Господи, мы с ним одинаковы. Только у меня вместо водки компьютер. Я тоже создаю ирреальный мир. Реальность не устраивает и меня. Я тоже живу один.
Господи, спаси и сохрани моих родителей!



* * *

Газета «Кулак — оплот капитализма», куда меня определил Леша Андроньев, меня вполне устраивала. Я выдавал одно интервью в неделю, мне за это платили приличные деньги. Самое главное — я не ходил на работу, был полностью свободен.

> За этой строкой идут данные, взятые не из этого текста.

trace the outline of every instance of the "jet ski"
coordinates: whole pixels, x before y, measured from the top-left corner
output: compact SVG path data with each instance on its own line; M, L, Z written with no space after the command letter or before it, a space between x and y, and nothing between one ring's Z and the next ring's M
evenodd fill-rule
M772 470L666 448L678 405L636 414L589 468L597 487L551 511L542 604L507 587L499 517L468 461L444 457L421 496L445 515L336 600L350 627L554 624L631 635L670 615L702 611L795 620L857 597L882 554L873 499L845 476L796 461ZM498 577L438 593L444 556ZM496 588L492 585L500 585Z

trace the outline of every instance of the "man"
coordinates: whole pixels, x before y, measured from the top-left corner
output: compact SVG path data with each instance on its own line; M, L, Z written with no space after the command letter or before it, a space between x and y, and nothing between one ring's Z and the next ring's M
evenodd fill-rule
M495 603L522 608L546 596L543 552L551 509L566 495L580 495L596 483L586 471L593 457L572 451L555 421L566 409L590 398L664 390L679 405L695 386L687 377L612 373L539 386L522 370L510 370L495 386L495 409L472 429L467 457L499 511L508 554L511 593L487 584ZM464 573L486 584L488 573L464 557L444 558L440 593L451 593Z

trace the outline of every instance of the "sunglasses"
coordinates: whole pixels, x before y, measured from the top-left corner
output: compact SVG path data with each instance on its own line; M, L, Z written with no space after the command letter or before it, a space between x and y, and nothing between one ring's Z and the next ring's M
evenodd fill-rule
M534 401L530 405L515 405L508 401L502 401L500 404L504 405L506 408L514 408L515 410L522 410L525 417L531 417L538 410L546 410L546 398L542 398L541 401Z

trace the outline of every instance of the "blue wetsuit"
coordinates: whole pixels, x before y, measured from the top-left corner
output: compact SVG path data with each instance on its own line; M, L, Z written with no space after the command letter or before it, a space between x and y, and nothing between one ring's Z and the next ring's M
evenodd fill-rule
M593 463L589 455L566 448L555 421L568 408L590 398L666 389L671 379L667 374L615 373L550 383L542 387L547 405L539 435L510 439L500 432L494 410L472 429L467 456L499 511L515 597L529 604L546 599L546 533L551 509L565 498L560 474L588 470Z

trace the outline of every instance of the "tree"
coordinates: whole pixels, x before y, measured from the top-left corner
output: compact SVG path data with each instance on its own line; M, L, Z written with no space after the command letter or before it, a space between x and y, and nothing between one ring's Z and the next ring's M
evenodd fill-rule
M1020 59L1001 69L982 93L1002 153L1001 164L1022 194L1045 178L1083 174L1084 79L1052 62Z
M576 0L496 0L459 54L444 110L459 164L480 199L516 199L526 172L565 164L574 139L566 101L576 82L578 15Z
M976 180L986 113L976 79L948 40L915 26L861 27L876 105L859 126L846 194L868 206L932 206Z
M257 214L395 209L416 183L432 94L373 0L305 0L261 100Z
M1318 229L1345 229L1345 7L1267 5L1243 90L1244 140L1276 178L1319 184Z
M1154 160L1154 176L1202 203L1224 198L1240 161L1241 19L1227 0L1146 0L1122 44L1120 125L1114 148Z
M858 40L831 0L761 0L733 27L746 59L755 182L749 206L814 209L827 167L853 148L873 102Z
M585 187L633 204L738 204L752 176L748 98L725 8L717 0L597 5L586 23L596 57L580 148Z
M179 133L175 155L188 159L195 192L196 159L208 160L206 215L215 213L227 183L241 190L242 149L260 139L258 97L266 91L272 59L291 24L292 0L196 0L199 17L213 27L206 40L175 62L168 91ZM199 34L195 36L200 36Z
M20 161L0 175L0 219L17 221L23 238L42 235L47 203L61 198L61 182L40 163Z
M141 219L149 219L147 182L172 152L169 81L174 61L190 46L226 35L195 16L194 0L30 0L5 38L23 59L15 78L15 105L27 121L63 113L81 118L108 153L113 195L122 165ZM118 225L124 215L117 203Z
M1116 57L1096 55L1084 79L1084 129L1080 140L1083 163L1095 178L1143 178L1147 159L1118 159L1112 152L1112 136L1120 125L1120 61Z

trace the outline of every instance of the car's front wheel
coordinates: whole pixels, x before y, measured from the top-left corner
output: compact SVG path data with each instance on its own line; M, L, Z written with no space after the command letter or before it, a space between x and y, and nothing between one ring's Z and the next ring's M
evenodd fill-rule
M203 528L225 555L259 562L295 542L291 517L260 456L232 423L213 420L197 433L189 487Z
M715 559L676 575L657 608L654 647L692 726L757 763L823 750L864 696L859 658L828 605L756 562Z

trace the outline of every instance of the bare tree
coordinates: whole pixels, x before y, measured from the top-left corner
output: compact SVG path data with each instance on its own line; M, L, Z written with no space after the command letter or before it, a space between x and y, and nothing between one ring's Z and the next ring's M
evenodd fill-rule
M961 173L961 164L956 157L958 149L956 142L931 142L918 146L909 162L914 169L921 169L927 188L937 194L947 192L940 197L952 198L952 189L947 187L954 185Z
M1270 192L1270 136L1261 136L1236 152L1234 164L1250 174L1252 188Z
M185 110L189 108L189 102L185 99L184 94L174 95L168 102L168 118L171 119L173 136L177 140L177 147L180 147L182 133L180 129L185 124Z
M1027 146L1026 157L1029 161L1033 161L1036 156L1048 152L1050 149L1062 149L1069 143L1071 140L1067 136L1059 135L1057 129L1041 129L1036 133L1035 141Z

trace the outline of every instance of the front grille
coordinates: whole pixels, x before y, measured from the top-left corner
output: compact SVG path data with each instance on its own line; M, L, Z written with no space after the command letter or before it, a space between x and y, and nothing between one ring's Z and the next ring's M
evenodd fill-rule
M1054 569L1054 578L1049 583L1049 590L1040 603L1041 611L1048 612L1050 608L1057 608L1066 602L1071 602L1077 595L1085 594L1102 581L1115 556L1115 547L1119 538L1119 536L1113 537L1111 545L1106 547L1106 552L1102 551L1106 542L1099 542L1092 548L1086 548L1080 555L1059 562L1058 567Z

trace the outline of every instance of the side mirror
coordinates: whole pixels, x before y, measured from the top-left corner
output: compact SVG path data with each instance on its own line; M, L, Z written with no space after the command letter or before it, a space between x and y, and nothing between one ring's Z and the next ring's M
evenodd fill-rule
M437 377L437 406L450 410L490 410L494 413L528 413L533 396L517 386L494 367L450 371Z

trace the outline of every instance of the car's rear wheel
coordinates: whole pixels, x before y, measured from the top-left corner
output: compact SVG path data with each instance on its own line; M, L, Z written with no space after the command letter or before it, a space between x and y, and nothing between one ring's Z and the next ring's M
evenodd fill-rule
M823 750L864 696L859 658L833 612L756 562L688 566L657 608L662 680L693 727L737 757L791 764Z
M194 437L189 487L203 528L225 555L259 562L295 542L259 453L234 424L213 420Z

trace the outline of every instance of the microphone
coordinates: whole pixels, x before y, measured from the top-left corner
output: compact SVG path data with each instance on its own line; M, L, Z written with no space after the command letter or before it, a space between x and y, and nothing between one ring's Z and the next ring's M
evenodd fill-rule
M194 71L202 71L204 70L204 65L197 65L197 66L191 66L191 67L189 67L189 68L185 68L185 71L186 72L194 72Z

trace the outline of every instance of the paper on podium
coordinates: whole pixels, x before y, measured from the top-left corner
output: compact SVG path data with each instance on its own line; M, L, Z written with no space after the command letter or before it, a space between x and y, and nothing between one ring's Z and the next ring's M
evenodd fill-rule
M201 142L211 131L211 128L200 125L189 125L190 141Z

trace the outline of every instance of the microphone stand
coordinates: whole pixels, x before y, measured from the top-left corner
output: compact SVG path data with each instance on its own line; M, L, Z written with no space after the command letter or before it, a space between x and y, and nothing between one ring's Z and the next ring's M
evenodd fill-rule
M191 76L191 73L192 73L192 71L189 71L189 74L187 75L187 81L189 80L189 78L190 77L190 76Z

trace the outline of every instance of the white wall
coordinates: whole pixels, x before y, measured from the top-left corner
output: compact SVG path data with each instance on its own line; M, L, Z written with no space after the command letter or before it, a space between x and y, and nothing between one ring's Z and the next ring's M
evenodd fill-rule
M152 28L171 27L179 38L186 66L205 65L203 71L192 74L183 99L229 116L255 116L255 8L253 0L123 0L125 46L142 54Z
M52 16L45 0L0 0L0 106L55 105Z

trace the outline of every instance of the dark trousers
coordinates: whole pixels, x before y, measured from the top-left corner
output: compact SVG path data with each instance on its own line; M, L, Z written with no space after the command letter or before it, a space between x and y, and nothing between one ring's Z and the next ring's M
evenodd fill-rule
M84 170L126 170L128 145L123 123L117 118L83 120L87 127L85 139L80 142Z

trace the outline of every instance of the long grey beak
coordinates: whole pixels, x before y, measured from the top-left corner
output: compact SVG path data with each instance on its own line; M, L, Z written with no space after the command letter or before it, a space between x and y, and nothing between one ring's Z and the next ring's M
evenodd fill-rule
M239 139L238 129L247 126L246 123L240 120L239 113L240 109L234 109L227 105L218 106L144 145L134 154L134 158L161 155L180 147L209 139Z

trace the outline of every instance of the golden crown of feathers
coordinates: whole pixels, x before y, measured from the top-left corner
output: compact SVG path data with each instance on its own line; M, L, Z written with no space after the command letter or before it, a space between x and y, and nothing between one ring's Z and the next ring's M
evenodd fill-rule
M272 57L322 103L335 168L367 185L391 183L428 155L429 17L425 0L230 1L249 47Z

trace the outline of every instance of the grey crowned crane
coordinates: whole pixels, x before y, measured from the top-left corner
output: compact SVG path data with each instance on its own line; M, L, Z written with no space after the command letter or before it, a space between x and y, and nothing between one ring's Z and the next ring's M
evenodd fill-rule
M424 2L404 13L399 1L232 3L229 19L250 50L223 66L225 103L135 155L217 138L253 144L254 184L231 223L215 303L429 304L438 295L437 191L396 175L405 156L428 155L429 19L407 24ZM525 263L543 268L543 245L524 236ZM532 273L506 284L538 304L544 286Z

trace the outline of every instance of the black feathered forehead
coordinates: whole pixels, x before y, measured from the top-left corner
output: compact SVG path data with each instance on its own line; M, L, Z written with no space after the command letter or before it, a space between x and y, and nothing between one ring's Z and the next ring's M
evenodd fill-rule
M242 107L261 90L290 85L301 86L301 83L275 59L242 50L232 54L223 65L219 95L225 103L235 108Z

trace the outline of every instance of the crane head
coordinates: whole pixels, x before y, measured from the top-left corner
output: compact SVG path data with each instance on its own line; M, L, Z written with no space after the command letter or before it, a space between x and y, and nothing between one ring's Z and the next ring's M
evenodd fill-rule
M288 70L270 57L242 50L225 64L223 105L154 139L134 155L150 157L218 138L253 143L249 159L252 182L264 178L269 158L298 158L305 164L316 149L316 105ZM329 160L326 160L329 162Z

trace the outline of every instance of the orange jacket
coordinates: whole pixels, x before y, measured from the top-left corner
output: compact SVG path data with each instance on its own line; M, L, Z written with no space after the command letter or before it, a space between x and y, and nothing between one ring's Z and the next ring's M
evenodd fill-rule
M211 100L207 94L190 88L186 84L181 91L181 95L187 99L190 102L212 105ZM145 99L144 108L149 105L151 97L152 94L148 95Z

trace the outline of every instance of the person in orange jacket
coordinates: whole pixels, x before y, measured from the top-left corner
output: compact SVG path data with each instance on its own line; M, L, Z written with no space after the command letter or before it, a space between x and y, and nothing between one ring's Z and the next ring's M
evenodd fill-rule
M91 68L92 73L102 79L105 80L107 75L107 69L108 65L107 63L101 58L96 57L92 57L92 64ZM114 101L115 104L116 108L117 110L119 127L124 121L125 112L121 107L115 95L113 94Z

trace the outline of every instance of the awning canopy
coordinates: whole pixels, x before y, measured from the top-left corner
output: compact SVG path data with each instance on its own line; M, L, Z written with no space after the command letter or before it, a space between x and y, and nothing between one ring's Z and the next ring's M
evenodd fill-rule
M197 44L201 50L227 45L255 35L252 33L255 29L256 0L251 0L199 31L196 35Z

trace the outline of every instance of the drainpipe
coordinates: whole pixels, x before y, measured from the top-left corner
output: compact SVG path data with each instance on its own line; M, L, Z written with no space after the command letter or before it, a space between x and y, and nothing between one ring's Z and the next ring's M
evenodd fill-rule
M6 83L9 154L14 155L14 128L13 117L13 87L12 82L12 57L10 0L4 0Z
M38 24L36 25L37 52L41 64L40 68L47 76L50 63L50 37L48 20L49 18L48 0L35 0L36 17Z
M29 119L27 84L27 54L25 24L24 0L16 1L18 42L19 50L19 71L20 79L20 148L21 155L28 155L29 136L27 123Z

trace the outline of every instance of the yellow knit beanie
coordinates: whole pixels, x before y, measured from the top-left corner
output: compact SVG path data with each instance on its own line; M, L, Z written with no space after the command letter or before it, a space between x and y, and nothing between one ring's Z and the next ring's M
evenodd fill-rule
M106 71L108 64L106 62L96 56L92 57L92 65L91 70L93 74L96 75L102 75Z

Интервью я делал с артистами, писателями, художниками, политиками — с различными интересными людьми. Правда, после примерно месяца работы мне они перестали быть интересны. Все говорили одно и то же. Видимо, я их так плохо обо всем расспрашивал. Я начал подумывать, как бы скорее удрать в Нью-Йорк.
Виза у меня была трехгодичная, Лера приглашала. В Москве серьезного дела для меня не предвиделось. Словом, я стал собираться в Америку.
Но тут как на грех познакомился с одной сексапильной дамой, которая оказалась франкофонкой. Она начала с такой любовью и нежностью вспоминать о Париже, что примерно через полчаса общения с ней я, легкомысленный московский дурень, решил:
— Еду в Париж.
Для этого, надо заметить, были определенные основания. Французский язык я знаю намного лучше английского. Кроме того, Париж намного ближе Нью-Йорка. Ближе и к Москве, и к Грифенроде, городочку, где жили моя дочь и бывшая жена.
Я начал готовиться к отъезду. Узнал, что для того, чтобы получить визу во Францию и журналистскую аккредитацию, нужно заручиться письмом из редакции, в котором главный редактор гарантировал бы направляемому в Париж корреспонденту зарплату.
Я сам написал письмо от имени редактора, пришел к Леше Андроньеву. Он тут же это письмо подписал. И даже пообещал мне, что сохранит зарплату.
В посольстве меня попросили показать письмо и журналистское удостоверение. И — буквально через час выдали визу на три месяца.
— После того как проживете во Франции три месяца, мы поставим вам визу на год, — сказали в окошечке.
Я не возражал.
Купил страховку, билеты на автобус, договорился с одним своим знакомым парижанином, что поживу у него несколько дней, прежде чем найду квартиру, и отправился в Париж. Лере написал, что уехал по делам во Францию.
Денег у меня было две тысячи долларов. На три месяца.